Der Tatort Augsburg braucht ein breites Bündnis
Und nun? Ruhig verhalten, hinten anstellen und abwarten, ob ein denkbarer dritter Bayern-Tatort aus Passau oder Regensburg kommt? Das wäre falsch.
Denn eine Tatort-Bewerbung braucht ein breites politisch-gesellschaftliches Bündnis, wie es derzeit für eine Tatort-Stadt Ulm kämpft. So etwas muss beizeiten geschmiedet werden. Für das Bohren dicker Bretter ist ein Netzwerk zu Entscheidern wie BR-Intendant Ulrich Wilhelm nötig.

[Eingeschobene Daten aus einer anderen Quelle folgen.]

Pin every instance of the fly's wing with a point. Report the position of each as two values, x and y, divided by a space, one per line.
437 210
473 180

Aber vielleicht ist das Thema tatsächlich zu unwichtig für die Augsburger Politik. Oder ist jemand anderer Meinung?
Eine Stadt mit einer 2000 jährigen Geschichte, in der sogar mehrmals europäische Geschichte geschrieben wurde, hat mehr zu bieten für einen Tatort als eine wunderschöne Kulisse. Es gibt dort knorrige Typen, und viel zu entdecken, was einem Sonntagspublikum Spaß bereiten könnte. Als BR, auf nach Augsburg, schreibt ein gutes Drehbuch, und macht einen spannenden Tatort.